Sunday, March 30, 2008

Remember When the Words Were New?

By Kevin Guilfoile

There are far too many words written about sports, and I'm partially to blame.

I come from a baseball family. My dad was a Major League Baseball executive for forty years. I spent five years in the sports information department at the University of Notre Dame and parts of three seasons with the media relations departments of the Pittsburgh Pirates and Houston Astros, dedicating each working day to convincing journalists that they should write even more words about sports than they do. And I loved my job. I loved going to the ballpark every day. I loved sitting in the press box. I loved being part of a team, and not in the artificial, corporate Tiger Team sense. I loved that at the end of every day (or lots of days anyway) we won or we lost. I loved the highs and the lows.

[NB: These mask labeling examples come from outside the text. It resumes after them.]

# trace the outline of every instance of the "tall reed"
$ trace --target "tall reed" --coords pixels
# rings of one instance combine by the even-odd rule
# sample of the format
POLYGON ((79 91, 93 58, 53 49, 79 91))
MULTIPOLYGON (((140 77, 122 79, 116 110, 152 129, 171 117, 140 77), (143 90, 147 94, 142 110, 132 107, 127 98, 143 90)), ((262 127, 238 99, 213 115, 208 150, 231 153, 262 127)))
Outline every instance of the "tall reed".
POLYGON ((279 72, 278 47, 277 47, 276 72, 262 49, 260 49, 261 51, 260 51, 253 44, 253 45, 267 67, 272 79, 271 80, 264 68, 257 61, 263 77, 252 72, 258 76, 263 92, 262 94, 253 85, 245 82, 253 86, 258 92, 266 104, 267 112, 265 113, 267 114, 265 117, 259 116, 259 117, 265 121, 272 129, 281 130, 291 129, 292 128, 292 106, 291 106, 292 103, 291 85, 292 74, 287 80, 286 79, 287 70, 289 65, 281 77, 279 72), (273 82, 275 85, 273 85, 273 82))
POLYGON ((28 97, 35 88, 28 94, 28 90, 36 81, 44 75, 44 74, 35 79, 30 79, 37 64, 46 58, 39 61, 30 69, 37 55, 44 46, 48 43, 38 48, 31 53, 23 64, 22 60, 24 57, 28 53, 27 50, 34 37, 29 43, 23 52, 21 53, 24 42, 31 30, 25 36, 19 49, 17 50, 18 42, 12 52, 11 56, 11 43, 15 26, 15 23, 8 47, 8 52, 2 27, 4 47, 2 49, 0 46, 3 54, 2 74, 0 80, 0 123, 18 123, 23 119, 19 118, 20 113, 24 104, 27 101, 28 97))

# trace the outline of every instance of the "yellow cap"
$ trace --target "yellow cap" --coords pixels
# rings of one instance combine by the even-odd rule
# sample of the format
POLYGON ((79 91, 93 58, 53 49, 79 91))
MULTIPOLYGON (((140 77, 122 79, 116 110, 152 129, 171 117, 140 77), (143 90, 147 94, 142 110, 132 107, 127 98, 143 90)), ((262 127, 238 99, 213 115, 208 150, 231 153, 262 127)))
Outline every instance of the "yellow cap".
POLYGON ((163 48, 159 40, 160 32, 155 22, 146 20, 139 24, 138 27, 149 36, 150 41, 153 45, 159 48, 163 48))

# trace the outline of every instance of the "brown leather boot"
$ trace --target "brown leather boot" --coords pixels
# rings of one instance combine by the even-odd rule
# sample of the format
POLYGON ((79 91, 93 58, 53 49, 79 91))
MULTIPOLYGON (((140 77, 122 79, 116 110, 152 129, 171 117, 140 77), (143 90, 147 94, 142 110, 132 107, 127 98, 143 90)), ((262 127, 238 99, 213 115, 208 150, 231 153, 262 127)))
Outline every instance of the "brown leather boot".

But as much as I love sports, I don't listen much to sports radio or watch the highlight shows and I generally don't write much about sports myself because the beauty of athletic competition is that it doesn't need any context. Every game is a perfect little live drama that sets the stage for the next game all by itself. Last night tiny Davidson College with all of 1,700 students, was down by two and had the ball with 15 seconds left, time for one shot to send the number-one seeded Kansas Jayhawks home from the NCAA tournament. One shot that could put the Davidson Wildcats--Davidson!--into the Final Four with Memphis, North Carolina, and UCLA.

William Faulkner couldn't improve upon that drama with words, but this morning there will be literally millions of them spent describing the Jayhawks' escape, in newspapers and SportsCenters and on talk radio. Maybe more words than were written and spoken about V-E Day on May 8, 1945.

Today is the opening day of baseball season. More words are probably written about baseball than all other American sports combined. And possibly the most discussed baseball event took place sixty-one years ago, when Jackie Robinson broke baseball's color barrier.

Of all the events in sports history, though, that might be one about which not enough has been said.

The day Jackie Robinson took the field for the Brooklyn Dodgers it was for millions of Americans, millions of white, ethnic Americans, millions of Italian and Irish and German Americans--my Bay Ridge grandparents among them--the first time that they needed a black man. The first time they shared a common purpose with a black man. The first time they cheered a black man.

When Dodgers President and GM Branch Rickey signed Jackie Robinson, he was asking him to shoulder more burden than any man should have to accept. Rickey asked him to absorb both the high expectations and skepticism of Dodgers fans as well as the outright hostility of everyone else. But Jackie Robinson is not a hero because of what he was asked to do. Jackie Robinson is a hero because of what he did next. He delivered. Under the most difficult circumstances, Jackie Robinson helped lead the Dodgers to a World Series, and handled the insults and epithets and even death threats with public grace.

Last year Chicago writer Jonathan Eig wrote one of the finest accounts of that season in his bestselling book Opening Day, which is out in paperback tomorrow.

Even if you're not a baseball fan, it's a milestone worth contemplating during a year in which we might be electing an African-American President of the United States. It seems like such a trivial thing, but if Jackie Robinson hadn't been a great baseball player, if he had turned out to be an average baseball player or even a merely good one, the trajectory of the civil rights movement between then and now might have been radically changed.

Now that's something worth talking about.

5 comments:

Dana King said...

As a native (now transplanted) Burgher myself, I have to ask: your father isn't Bill Guilfoile, is he? I remmeber him as, I think, the team's PR director during the glory years of the 70s.

If you are Bill Guilfoile's son, and he was PR (or media relations, as I'm sure they call it today) does that mean you knew - dare I say it? - Bob Prince?

Kevin Guilfoile said...

Hi Dana.

Yep, Bill Guilfoile is my father and I did know Bob Prince (and Nellie King, too), at least as well as a seven-year-old could.

qbird said...

Does anybody else look forward to searching for the lyrics that Guilfoile quotes in his post titles in the event that you don't recognize them straightaway? I just love that game.

Kevin Guilfoile said...

Ha! I wasn't sure anybody noticed.

Anonymous said...

Hey, Kevin, thanks for the nice mention of my book. I'm honored! Say hello to your dad for me.